Vier Beispiele von Gaswolken um junge Sterne mit auffälligen inneren Strukturen.

Chaotische Sternentstehung

„Als Auslöser solcher Ereignisse kommt Fragmentation infrage, also durch die Schwerkraft ausgelöste Instabilitäten in den massereichen Gasscheiben um junge Sterne“, schreiben Hauyu Baobab Liu von der Academia Sinica in Taiwan und seine Kollegen. Sterne entstehen, wenn sich große, kühle Gaswolken im Weltall durch ihre Anziehungskraft zusammenziehen. Zunächst bildet sich ein Protostern, auf den von außen weiter Materie zuströmt. Diese Materie formt eine rotierende Scheibe um den entstehenden Stern, in der das Gas langsam nach innen wandert. Bislang dachten die Astronomen, dass dieser Vorgang gleichmäßig verläuft.

Liu und seine Kollegen haben eine Reihe solcher entstehender Sterne mit hoher Auflösung im Infrarotbereich beobachtet. Die Aufnahmen zeigen auffällige Strukturen – Verklumpungen und Spiralarme – in den Materiescheiben um junge Sterne mit extremen Helligkeitsausbrüchen. Mithilfe von hydrodynamischen Simulationen und theoretischen Modellen zeigen die Forscher, dass sich die beobachteten Strukturen durch gravitative Instabilitäten in der Entstehungsphase der Materiescheibe bilden können. Die Verdichtungen wandern dann langsam nach innen, fallen schließlich auf den Stern und lösen so Episoden rasanten Wachstums verbunden mit Helligkeitsausbrüchen aus.

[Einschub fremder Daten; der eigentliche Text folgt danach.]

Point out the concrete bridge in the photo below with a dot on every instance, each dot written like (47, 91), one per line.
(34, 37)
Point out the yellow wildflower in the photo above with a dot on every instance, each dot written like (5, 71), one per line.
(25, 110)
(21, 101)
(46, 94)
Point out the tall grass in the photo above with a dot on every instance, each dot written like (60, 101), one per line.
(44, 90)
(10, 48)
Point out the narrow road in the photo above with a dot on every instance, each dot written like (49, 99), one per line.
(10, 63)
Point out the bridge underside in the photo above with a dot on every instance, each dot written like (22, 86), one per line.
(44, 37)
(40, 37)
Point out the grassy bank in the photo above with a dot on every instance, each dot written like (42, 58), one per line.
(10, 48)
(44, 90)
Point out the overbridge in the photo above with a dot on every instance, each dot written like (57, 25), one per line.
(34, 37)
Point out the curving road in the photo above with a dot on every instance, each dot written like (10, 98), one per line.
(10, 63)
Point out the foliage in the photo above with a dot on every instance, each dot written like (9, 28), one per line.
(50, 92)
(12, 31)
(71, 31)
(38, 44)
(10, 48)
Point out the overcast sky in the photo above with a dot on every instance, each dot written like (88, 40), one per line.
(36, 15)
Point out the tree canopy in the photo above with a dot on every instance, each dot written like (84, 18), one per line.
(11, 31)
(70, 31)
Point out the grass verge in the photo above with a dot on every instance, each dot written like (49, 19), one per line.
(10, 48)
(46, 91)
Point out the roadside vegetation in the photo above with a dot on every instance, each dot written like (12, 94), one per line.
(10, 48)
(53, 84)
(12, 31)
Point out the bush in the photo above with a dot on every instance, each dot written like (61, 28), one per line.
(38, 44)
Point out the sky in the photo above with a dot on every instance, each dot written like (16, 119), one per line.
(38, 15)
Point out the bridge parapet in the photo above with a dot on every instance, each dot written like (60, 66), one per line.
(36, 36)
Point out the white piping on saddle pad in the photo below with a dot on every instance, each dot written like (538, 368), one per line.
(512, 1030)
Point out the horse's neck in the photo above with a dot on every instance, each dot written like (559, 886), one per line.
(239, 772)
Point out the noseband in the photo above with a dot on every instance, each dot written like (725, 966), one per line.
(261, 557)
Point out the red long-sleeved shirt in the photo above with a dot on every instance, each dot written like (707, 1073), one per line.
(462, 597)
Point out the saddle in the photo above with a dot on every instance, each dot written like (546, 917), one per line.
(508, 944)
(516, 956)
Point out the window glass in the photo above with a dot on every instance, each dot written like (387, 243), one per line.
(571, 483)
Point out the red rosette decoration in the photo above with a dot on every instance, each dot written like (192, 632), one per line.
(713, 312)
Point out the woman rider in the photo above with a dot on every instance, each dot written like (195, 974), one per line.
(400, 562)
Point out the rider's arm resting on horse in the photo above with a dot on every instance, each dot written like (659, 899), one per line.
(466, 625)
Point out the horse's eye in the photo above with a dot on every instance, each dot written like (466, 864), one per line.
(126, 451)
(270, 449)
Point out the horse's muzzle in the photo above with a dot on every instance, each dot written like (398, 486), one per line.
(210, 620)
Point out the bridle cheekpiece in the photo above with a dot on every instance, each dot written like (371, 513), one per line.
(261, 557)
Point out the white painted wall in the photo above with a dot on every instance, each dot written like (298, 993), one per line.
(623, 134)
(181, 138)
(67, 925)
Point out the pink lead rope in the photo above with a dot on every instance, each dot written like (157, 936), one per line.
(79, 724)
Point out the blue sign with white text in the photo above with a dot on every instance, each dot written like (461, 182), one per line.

Die instabile Phase dauere offenbar mehrere hunderttausend Jahre an, so Liu und seine Kollegen. Nach Ende der Wachstumsphase des Sterns können in der rotierenden Materiescheibe Planeten entstehen. Die Beobachtungen von Liu und seinem Team werfen nun die Frage auf, welchen Einfluss die frühen Instabilitäten in der Scheibe auf den Prozess der Planetenentstehung haben. Eine Antwort darauf können nur weitere Beobachtungen entstehender Planetensystem mit hoher Auflösung liefern.